Friday, September 01, 2006

Neurogenesis and Joy

Danielle is trying a trial subscription to Seed magazine, and she showed me an article she thought fit into Ecojoy: The Reinvention of the Self. Its about Dr. Elizabeth Gould's work with marmoset monkeys, and about her discovery of neurogenesis. Prior to Dr. Gould's work, scientific and medical knowledge about brains was that they didn't grow new cells (neurons). Dr. Gould discovered that the conditions under which the animals are kept affect growth of new neurons. Animals kept in supportive, non-stressful conditions can grow new neurons.

We didn't have previous evidence of this because researchers didn't think the conditions under which animals were kept were related to neurogenesis. And Dr. Gould has a tangible, medical way to measure stress. I highly recommend the article and Dr.
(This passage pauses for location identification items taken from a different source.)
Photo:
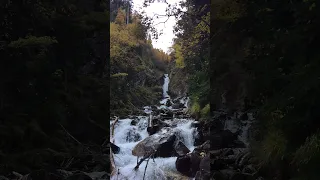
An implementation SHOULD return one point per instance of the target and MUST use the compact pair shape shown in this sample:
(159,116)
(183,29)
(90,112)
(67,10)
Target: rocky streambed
(165,143)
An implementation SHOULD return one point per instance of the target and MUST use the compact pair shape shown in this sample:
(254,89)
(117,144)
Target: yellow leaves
(121,38)
(178,56)
(121,17)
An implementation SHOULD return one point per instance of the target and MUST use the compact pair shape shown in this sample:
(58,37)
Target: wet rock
(204,172)
(134,122)
(218,164)
(196,124)
(162,143)
(188,164)
(167,115)
(228,173)
(180,148)
(198,138)
(132,136)
(177,105)
(152,130)
(166,149)
(79,176)
(115,149)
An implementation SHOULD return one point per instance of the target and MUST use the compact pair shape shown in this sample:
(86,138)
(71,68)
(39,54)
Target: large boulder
(180,148)
(133,136)
(161,143)
(152,130)
(115,149)
(204,169)
(188,164)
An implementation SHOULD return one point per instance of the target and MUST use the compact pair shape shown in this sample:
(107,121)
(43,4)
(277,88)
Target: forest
(68,67)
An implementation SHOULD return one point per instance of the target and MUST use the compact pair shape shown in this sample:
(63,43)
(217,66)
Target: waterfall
(166,86)
(128,135)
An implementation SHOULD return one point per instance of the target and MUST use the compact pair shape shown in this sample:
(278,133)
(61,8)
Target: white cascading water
(127,136)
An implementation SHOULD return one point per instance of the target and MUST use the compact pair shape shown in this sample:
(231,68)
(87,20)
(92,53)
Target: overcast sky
(164,41)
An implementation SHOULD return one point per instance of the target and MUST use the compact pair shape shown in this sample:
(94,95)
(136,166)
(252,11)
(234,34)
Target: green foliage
(178,56)
(138,61)
(273,147)
(54,64)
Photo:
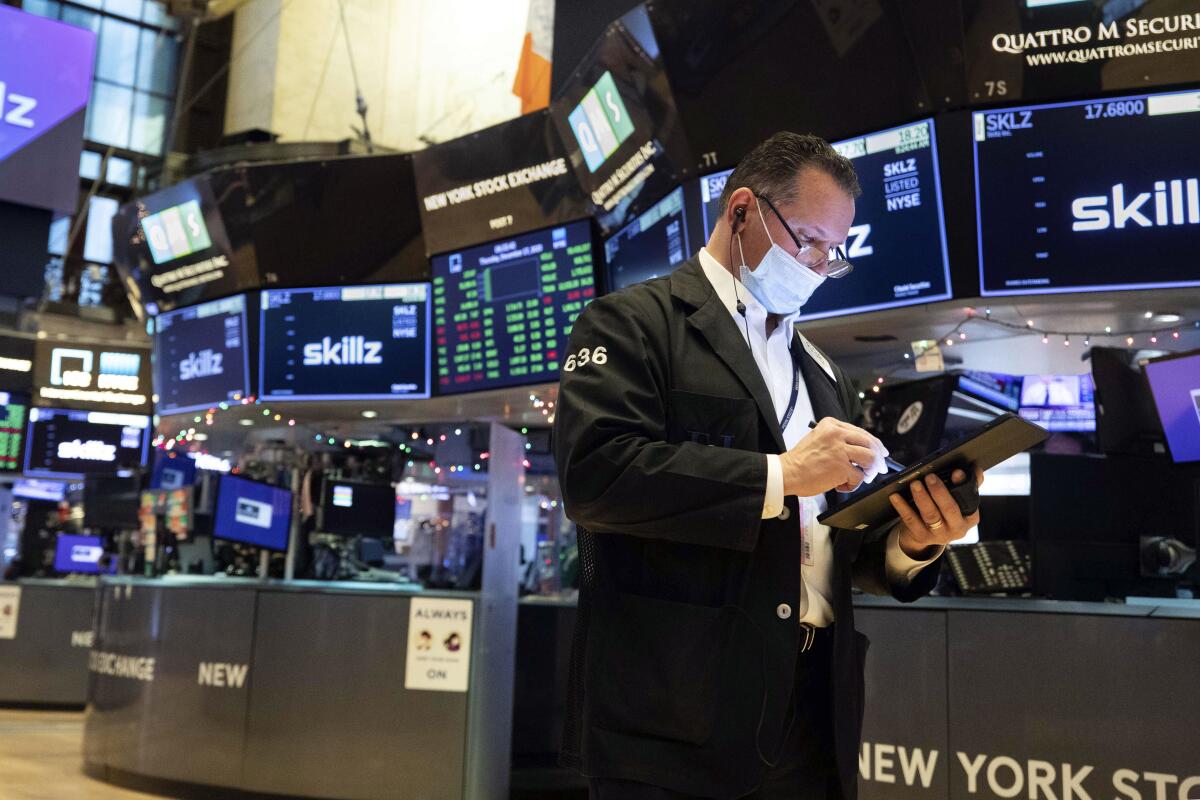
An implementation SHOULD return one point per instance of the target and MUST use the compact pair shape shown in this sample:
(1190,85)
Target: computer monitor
(1175,386)
(173,470)
(652,245)
(111,503)
(711,188)
(72,444)
(1059,403)
(1126,420)
(1087,196)
(79,554)
(369,342)
(995,389)
(13,410)
(355,509)
(252,513)
(503,311)
(201,355)
(33,488)
(174,506)
(910,417)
Gould's papers.

From this work, it is becoming clear that there is a medical, scientific foundation to the theory that joy is a more powerful motivator than fear.

Thursday, August 24, 2006


This from my site The Ecology of Joy:

The Ecology of Joy is a philosophy, a way of understanding the world around us, a way to stop the violence, a way to approach peace.

On this site, we'll explore the parts of this philosophy, and put them together.

  • There are three parts to ecojoy
  1. What motivates people.
  2. The way people connect together to make culture
  3. The way media and technology affect people.
  • Things are changing, and we need to understand the reasons for the change and the effects on our world.
  1. Joy (or pleasure, love or passion) is the most powerful human
    motivator. That is not to discount the effects of fear, but
    people achieve their best when motivated by joy. For example,
    look at the achievements of Susan B. Anthony,
    Lance Armstrong or Michael Jordan . These people made their achievements not because of the promise of a high salary or the fear of failure, but because of the
    joy of achievement or a passion for justice. However, fear has
    been used effectively throughout history as a means to control behavior
    (see books on Fear)
  2. People come together for many reasons. The way that
    links form between people influence the nature of the resulting
    culture. One way to look at these links uses the concepts of heterarchy
    and hierarchy
    . Another way to explore different forms of
    culture is found in the explorations of Partnership by Riane
    Eisler. In her work, Riane talks about dominator thinking, and
    partnership thinking.
  3. Marshall McLuhan proposed that media have a great effect on culture, due
    more to the way that information is represented and interpreted than to
    the content itself. For example, whether the programming is news,
    talk or country music, all forms of radio have a unique effect on
    culture, an effect that is different that the effect of newspapers or
  • The motivations of joy and fear foster cultural links based on heterarchy and heirarchy.
  • Some media foster heterarchical linking, and and some favor heirarchical linking.
  • Some of the attributes of partnership thinking.
    • dominator thinking exhibits an external locus of control, partnership thinking exhibits an internal locus of control.

Tuesday, August 22, 2006


I've begun writing Ecojoy several times since about 1996 (for example, see Ecojoy). It never came out well. So I got the idea to try it as a blog, hoping I could chip around the edges and start to reveal the joy that is within.